HEI Stock dist shut down

Spark is generated when a large transistor pulls the coil low to charge it, followed by the transistor opening, the coil field collapses and coil voltage increases from 12V to about 400V. The secondary coil windings step it up by about 100x, so it could peak to 40,000V. A circuit needs to be complete for current to flow, normally the + coil lead back to battery, then the coil primary, secondary (coil is auto transformer), plug gap and ground. There is also a capacitive path in transistor to ground, but less than point capacitor in point ignitions. Opening the coil +, will result in spark, if coil has current, and shock to uninsulated fingers. The ignition circuit is a series circuit at time of ignition. If one understands this, it becomes apparent why capacitor is placed from coil + to ground to reduce EMI.
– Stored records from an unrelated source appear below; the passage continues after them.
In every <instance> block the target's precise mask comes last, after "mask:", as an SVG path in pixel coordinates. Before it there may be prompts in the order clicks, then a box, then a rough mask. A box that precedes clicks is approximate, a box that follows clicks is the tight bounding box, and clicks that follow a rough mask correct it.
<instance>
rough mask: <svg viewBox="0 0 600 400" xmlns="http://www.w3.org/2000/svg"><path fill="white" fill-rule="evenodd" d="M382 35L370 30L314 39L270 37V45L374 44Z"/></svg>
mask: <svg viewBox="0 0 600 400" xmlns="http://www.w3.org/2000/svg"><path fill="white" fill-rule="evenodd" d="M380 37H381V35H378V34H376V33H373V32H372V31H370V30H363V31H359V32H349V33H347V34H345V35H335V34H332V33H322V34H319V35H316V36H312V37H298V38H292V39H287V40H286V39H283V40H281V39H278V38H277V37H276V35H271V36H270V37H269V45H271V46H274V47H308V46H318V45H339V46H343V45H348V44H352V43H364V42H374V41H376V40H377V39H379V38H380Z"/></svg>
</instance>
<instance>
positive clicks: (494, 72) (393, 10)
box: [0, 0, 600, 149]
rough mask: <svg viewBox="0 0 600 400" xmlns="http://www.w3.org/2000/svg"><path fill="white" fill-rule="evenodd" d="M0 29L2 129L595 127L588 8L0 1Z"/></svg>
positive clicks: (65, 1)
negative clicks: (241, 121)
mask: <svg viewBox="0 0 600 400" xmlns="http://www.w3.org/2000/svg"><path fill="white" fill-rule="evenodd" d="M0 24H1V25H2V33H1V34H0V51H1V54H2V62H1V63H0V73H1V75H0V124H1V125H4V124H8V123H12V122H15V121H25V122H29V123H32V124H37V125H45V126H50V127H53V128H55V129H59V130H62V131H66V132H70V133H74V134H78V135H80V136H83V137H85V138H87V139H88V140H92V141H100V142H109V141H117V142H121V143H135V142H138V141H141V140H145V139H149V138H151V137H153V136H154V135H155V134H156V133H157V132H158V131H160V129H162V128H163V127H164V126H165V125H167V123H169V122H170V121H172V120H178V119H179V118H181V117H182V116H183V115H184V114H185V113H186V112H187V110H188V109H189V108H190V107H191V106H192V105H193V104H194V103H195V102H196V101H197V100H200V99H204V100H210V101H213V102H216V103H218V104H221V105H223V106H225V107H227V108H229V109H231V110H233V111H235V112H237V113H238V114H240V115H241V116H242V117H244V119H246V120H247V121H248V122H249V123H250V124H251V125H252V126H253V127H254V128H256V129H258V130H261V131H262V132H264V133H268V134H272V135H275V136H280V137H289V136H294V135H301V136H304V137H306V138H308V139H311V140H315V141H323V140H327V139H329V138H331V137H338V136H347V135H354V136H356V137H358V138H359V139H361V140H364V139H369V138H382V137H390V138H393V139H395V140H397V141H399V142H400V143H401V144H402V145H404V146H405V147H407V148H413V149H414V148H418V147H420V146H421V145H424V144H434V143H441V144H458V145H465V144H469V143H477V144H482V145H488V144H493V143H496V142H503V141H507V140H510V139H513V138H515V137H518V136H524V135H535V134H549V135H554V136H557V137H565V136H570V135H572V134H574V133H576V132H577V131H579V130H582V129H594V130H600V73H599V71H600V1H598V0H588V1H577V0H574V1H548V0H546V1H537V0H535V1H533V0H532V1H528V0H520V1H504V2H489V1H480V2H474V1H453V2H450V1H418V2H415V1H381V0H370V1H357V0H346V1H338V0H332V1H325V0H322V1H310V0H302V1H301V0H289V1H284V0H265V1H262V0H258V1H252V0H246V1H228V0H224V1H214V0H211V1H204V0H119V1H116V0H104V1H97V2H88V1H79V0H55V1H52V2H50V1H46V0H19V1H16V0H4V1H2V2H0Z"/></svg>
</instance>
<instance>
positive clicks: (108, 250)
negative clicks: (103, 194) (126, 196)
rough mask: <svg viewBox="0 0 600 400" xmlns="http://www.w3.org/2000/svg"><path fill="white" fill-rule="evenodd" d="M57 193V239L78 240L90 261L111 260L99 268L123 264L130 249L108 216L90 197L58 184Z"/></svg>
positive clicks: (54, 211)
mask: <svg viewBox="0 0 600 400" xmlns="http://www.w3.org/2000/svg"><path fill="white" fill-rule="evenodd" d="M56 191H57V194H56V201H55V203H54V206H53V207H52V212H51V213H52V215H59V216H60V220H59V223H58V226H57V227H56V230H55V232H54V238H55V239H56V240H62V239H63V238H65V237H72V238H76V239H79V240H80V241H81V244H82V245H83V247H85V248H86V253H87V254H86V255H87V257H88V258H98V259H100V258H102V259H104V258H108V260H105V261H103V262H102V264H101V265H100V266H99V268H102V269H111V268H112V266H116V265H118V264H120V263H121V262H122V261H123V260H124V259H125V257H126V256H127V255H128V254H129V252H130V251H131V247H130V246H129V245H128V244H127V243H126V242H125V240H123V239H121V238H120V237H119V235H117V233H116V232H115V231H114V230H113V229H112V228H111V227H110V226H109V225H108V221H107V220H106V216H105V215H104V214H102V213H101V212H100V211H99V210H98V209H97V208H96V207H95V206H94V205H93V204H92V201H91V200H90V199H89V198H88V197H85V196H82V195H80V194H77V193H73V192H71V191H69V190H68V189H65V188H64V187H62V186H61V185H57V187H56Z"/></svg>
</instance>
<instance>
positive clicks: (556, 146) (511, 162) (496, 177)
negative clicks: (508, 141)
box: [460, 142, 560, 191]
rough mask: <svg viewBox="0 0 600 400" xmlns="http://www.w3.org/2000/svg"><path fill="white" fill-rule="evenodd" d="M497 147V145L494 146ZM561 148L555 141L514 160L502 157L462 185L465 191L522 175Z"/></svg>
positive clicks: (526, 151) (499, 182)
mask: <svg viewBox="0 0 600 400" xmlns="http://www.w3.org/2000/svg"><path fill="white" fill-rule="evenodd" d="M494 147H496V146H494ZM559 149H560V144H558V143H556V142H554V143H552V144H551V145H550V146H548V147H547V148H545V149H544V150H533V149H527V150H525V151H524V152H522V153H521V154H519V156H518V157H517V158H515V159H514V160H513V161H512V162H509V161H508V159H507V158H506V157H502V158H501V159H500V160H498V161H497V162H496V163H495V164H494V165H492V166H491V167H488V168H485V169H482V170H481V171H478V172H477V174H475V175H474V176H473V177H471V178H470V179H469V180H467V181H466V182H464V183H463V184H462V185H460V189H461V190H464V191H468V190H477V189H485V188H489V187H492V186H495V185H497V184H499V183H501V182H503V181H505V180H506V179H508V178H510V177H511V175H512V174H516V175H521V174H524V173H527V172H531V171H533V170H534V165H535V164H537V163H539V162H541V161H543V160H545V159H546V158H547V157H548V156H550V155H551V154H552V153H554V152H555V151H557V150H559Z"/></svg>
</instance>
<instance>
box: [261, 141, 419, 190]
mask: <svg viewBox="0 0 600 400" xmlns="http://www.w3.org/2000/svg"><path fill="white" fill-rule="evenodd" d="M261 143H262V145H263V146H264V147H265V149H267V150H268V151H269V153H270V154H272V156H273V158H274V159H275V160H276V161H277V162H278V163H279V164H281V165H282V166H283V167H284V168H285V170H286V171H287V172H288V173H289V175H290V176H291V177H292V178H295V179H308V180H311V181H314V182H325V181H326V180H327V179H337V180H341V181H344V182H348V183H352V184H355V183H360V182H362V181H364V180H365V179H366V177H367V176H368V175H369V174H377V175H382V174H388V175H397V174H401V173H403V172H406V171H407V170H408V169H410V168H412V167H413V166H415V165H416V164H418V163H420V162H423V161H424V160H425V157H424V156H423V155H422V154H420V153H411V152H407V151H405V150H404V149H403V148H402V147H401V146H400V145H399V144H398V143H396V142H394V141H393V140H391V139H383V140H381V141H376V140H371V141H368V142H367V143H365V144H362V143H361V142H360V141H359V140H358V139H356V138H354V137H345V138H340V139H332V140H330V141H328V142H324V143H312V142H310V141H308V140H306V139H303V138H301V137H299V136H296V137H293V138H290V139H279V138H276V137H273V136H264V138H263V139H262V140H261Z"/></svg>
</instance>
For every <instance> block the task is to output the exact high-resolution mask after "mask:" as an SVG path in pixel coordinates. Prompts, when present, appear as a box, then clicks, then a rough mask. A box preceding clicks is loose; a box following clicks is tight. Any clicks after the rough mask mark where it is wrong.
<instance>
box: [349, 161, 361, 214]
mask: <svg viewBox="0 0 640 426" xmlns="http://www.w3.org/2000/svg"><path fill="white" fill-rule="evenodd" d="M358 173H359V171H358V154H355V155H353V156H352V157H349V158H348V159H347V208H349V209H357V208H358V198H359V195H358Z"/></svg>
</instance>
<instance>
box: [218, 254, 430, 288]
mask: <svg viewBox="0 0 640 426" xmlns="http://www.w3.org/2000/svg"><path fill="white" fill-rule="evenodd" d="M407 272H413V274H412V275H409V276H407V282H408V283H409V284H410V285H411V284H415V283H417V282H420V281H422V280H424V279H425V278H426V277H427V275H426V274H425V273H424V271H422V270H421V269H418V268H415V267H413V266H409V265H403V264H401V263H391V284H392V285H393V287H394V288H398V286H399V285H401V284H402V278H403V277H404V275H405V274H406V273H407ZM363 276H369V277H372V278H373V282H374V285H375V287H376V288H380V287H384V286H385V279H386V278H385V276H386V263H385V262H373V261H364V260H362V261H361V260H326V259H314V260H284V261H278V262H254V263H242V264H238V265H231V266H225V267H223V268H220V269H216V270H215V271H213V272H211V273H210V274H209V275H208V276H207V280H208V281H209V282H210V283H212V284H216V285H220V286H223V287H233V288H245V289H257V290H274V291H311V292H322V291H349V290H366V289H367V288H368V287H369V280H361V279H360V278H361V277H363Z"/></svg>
The iffy part is if the coil is charged. There is a control circuit in the HEI, that closes the transistor to charge the coil based on the time of the last spark event to charge the coil near full just in time for next spark. That is one reason the ballast is not required. It takes a few milli seconds to charge the coil. There is also a hardware limit, it is used at lower RPM. Since RPM varies the time between sparks, the predictive control is busy, and also less than perfect, it adds additional time for varying RPM at low engine speeds, else variations would cause misfires because the time between sparks is very long compared to charge interval. Now days a micro controller makes better decisions based on better timing sensors, and coil current measurements to accurately control ignition.

Some may read this and think I am a know it all, I am not. I learn from experience, just enough to do things I enjoy doing, the best I can.